A marketing campaign is a set of marketing initiatives with a specific goal, performance metrics, and duration, centered on a newsworthy event. Those restrictions is what distinguishes it from the ongoing work. Campaigns come in various shapes and sizes, depending on:
- channels they encompass: email, social media, paid ads, etc.
- business context and goals: product launch, feature release, brand awareness boost, etc.
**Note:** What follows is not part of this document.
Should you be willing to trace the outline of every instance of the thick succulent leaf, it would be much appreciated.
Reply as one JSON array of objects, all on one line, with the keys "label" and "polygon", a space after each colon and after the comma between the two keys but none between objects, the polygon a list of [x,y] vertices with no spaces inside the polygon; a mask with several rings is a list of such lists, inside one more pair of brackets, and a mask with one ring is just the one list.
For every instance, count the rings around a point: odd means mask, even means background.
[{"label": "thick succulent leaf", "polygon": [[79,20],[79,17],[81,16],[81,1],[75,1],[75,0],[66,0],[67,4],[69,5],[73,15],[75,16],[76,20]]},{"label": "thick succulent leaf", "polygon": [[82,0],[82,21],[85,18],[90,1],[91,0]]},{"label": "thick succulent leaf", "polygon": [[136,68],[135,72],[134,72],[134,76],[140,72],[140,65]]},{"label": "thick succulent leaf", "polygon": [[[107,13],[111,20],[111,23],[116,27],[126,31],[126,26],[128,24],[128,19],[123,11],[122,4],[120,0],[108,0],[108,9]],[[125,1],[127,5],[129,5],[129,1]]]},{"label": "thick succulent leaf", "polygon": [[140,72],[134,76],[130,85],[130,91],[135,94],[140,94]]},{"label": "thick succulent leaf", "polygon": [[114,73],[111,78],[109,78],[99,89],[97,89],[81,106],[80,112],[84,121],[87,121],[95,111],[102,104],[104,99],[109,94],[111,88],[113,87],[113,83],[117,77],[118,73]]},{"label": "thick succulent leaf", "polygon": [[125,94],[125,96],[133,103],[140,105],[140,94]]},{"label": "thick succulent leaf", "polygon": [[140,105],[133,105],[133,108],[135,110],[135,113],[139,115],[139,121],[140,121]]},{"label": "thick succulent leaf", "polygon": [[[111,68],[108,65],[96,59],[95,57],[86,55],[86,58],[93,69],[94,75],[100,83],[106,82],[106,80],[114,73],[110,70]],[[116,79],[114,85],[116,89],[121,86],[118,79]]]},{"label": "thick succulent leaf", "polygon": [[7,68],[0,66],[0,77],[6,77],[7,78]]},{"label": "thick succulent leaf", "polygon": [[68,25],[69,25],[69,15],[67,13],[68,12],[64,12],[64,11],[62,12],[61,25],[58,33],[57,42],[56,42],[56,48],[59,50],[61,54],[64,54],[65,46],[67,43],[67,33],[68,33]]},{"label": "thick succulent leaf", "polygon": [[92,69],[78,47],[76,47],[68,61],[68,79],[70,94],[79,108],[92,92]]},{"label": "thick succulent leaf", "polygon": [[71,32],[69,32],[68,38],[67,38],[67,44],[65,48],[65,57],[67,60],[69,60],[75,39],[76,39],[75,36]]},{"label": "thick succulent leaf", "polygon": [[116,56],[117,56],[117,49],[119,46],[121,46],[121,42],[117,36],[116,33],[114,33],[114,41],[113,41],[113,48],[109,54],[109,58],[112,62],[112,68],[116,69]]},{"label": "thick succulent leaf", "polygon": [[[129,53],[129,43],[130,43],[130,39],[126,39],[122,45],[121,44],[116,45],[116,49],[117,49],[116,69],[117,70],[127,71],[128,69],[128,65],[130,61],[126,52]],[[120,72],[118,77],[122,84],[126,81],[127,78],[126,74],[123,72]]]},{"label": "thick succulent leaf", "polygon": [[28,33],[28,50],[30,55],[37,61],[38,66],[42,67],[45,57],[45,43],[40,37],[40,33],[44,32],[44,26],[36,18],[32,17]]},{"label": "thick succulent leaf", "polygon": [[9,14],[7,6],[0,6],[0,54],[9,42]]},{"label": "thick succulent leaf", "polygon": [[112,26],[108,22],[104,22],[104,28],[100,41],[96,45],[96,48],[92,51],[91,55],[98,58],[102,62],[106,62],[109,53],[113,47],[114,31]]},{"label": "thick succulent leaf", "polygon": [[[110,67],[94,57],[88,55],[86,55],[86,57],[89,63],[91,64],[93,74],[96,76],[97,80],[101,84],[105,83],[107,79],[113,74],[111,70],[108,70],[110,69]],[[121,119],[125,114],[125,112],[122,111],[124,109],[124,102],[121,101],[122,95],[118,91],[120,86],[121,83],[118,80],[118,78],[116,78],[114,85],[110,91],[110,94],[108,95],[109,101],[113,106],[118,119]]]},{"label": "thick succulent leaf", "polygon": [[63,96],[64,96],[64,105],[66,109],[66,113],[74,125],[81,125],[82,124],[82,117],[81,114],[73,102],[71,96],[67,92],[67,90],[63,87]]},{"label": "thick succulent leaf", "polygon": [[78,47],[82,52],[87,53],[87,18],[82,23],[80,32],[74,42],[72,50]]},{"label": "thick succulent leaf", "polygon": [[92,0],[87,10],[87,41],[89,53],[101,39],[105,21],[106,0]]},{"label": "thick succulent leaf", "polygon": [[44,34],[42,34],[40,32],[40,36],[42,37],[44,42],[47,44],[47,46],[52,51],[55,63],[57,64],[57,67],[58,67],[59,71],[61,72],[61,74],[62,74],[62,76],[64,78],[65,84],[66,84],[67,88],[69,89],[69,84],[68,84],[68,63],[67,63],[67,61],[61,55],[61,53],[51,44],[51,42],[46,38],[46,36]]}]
- repeatability: build around one-time, custom events like rebranding, major anniversary, or crisis management, vs. regular activities like seasonal, Black Friday, Easter, or Christmas campaigns.
How do I track marketing campaign progress in Jira?
To see how your campaign is doing, combine the board view, the timeline view, and the checklist progress bars. The Board view segments the tasks according to their statuses, so you can clearly see what’s done and what’s not. The Timeline view provides a general picture of how a campaign is expected to progress in time. If the child items and their child items include checklists, you can track progress on their progress bars in Smart Templates in the parent Epic.
There is no straightforward way to see the entire campaign progress across all checklists and work items yet. As a workaround, you can try using Rovo digital assistant and ask it to “Calculate the overall progress across all checklists in [Epic name] child items and their child items as if they were one checklist”. Note, however, that Rovo uses AI, and you need to verify its answers.
Can I use this marketing campaign template in a team-managed Jira space?
Yes, but with a caveat — you won’t be able to use mandatory checklist items to restrict task status changes. Unlike company-manager spaces, team-managed ones don’t include Workflows that you should configure to make mandatory items work.